Through consolidating the German government into a dictatorial state, Hitler was able to pronounce himself as the sole leader of Germany, and as such, he could rule all aspects of Germany's social, political, and economic climate. The Nazi Party was able to come into power through capitalizing on the suffering of the German people, who, at the time, were experiencing a severe economic crisis. Hitler blamed Jewish people for this crisis, citing the number of Jewish merchants and Jewish middle-class. Of course, this assertion was ridiculous, but Hitler was an incredibly persuasive speaker, and the desperate conditions in Germany aided his rise to power.
While Hitler's party was popularly elected in 1933, Hitler soon began working to turn the state into an authoritarian government under his control.

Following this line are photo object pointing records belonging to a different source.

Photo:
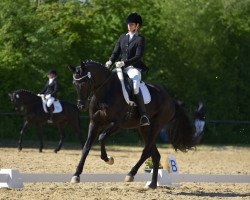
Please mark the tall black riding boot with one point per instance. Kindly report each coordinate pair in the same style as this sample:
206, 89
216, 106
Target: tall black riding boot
50, 111
144, 121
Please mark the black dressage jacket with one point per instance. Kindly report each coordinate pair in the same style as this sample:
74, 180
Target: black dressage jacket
51, 88
131, 51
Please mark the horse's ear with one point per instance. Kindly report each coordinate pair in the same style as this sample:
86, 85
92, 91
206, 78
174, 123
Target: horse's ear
83, 64
72, 69
10, 95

In 1934, Hitler held a national referendum in which he officially became the sole leader, or Führer, of Germany. While the referendum was a national vote, Hitler had his soldiers physically intimidate and force individuals and organizations to vote in favor of the referendum. Once this consolidation of power into Hitler's hands happened, he was able to fully control German society. Control of the German economy was a part of the power consolidation.
The Nazi regime was, as much as possible, a totalitarian regime. This meant that it did everything that it could to control all parts of German life. Since the economy was a major part of German life, Hitler and the Nazis tried to control it.
There were two main ways in which the Nazis tried to control the economy. First, they tried to control it through coopting it. That is, they tried to get the major players in the economy to identify with Nazism. Fort this reason, they did things like having workers and employers participate in a “Labor Front” which was meant to make them feel that they were a part of the Nazi movement. If groups like the workers felt that they were a part of the Nazi movement, they would be more likely to do what it wanted without having to be coerced.
Of course, coercion was the second major Nazi method of controlling the economy. The Nazis used the threat of violence to ensure that people did what they wanted. They used the SA stormtroopers, for example, to take over the unions and make sure they could not function independently.
In these ways, Hitler and the Nazis sort of used a “carrot and stick” approach. They tried to get the parts of the economy to cooperate voluntarily, but they were also quite willing to use coercion to make sure everyone did as they were told.